The announcement sparked major controversy, as more than a century of the city’s official history had to be revised. Records will now describe pre-1998 Takoma Park as an unincorporated suburb struggling through a harsh famine, with a lone Subway franchise as its only source of food. Previous mayors, including BF Gilbert, George Miller, and Sammie Abbott, have been stripped of their titles and recategorized as guerrilla leaders of the Bohemian Revolution.
“Even though it will have to be moved to a different Wikipedia page, the Pre Co-Op Era will still be remembered as a significant part of our history,” said Lawrence. “A variety of affordable housing options existed, the Clintons were well-liked, and people opposed our dependence on automobiles. That all changed after 1998 with the discovery that easy access to cage-free eggs and fair trade coffee are worth reorienting an entire municipality’s land use, taxation, transportation and housing policies around the interests of a single local business.”
In recognition of the revised founding date, a group of hardcore Co-op shoppers has established a brand new calendar system that designates all the years prior to 1998 as “B.C.”, or “Before Co-Op,” and gives subsequent years a Co-op based theme. According to the new calendar, 2021 is “The Year of Our Gourd 23,” and February is 10% off month.

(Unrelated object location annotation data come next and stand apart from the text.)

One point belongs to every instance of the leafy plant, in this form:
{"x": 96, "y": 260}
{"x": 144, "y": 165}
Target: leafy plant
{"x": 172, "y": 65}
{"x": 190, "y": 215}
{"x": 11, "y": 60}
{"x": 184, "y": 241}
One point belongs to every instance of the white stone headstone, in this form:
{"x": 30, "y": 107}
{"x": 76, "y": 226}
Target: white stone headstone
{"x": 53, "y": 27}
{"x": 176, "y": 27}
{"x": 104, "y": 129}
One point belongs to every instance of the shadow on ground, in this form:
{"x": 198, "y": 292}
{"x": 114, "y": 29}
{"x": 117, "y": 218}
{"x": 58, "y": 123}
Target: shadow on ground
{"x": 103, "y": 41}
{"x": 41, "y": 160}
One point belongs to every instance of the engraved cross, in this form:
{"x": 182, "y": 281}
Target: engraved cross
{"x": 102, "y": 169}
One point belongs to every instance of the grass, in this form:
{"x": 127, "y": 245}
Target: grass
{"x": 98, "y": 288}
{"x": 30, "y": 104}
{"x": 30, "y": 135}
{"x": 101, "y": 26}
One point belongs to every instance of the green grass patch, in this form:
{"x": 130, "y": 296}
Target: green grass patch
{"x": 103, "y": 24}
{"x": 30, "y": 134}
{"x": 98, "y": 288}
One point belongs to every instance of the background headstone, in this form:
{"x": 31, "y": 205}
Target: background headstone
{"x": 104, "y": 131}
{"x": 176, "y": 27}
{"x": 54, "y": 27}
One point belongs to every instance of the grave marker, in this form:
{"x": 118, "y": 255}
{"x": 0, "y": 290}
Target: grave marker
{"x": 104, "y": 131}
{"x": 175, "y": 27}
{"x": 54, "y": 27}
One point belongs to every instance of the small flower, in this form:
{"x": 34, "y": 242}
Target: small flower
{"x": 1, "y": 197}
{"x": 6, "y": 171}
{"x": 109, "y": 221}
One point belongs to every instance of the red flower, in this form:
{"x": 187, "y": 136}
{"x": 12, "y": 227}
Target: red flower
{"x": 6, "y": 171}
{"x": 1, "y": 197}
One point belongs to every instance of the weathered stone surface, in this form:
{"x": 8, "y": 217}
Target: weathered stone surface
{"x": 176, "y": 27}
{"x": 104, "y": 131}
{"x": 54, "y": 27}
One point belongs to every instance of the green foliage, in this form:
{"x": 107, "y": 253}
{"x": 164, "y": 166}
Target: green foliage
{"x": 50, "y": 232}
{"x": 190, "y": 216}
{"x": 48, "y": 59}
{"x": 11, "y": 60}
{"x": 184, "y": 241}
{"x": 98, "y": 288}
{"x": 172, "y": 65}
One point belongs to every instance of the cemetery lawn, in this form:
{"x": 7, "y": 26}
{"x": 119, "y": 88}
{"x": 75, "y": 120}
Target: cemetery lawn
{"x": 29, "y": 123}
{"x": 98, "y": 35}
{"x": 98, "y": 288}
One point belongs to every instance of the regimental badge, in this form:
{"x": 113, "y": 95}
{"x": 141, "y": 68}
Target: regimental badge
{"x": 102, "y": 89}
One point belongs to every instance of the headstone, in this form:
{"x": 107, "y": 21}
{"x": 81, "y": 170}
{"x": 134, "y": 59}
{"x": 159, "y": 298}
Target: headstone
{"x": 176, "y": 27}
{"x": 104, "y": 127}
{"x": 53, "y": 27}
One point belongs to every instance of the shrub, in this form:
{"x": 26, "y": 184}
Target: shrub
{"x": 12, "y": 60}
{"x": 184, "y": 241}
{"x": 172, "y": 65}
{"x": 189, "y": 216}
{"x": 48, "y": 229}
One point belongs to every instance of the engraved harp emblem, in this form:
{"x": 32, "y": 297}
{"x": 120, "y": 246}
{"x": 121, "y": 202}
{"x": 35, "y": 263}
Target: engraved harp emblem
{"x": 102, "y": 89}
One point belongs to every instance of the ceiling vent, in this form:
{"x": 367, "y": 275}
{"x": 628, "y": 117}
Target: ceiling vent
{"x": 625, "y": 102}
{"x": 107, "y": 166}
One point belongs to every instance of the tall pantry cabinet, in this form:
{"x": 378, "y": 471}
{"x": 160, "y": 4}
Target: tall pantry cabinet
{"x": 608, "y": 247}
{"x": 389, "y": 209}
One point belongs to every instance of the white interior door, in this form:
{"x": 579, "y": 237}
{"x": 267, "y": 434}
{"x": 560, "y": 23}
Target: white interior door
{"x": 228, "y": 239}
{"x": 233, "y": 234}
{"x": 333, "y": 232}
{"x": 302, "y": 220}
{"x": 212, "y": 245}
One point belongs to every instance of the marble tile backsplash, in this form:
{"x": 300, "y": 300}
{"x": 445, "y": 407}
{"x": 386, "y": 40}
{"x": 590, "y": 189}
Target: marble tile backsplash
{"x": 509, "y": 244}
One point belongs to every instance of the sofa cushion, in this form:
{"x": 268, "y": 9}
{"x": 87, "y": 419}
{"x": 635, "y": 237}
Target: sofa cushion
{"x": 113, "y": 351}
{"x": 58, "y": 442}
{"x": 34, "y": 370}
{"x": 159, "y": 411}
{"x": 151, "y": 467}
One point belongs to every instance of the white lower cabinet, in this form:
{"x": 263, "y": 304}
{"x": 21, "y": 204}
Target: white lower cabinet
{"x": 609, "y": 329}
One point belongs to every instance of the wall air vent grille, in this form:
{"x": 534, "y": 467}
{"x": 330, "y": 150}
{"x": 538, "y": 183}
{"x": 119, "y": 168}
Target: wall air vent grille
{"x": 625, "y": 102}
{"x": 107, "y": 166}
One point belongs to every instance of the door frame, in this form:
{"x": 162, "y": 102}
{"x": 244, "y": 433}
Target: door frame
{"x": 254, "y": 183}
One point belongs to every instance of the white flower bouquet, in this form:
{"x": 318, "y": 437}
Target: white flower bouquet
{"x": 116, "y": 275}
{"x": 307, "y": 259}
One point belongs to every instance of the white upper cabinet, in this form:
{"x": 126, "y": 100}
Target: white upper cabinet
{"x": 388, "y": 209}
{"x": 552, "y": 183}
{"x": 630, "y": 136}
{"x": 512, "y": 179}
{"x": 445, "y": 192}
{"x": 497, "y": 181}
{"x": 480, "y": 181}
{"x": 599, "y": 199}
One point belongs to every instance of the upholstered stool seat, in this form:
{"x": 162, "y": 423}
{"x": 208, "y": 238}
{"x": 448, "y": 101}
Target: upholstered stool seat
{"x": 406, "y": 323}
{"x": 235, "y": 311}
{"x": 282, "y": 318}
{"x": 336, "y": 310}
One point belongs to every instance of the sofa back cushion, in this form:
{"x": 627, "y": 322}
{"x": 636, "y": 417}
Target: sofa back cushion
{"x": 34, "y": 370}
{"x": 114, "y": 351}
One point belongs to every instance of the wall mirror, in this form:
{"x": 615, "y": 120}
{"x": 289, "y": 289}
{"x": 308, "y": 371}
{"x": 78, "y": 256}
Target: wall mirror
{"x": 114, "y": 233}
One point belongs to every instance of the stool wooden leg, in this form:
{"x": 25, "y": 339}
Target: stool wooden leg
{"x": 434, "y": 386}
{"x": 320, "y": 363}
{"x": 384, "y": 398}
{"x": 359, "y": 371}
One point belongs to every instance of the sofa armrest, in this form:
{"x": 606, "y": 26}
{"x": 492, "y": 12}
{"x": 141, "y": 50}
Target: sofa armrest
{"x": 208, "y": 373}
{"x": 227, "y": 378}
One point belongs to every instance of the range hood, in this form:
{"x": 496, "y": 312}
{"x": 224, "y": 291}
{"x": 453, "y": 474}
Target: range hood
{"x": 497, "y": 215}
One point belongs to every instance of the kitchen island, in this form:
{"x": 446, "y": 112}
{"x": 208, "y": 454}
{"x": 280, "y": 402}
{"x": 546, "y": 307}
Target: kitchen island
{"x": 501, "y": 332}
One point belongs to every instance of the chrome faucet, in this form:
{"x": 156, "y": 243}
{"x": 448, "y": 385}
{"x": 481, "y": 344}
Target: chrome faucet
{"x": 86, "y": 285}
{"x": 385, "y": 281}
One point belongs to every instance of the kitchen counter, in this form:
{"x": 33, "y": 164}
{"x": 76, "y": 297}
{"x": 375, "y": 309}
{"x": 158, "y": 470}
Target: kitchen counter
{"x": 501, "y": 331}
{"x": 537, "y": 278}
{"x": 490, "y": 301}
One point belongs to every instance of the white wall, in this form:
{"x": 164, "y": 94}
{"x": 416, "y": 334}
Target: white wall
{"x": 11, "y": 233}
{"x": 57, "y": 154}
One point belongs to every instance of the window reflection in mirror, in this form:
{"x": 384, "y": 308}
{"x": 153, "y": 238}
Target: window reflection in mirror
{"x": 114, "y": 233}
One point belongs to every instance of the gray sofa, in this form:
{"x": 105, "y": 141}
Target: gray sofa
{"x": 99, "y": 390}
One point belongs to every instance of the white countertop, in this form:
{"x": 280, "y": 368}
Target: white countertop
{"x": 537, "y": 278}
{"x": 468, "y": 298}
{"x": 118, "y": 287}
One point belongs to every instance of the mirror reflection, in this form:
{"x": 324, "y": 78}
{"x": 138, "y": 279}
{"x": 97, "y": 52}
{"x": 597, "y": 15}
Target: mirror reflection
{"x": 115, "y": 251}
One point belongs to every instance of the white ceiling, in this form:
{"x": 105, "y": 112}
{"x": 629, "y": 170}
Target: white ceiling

To commemorate the newly recognized city history, a mural will be painted on the side of the Co-op building portraying the intense legislative battle between board members to relocate the store from Silver Spring. It is expected to contain vivid images of the historic crossing of the mighty Sligo Creek into the brave new world known as the Takoma Junction, and also include graphic scenes of subsequent hard-fought battles such the Listserv Civil War of 2018 and the 2021 Invasion of the Developer.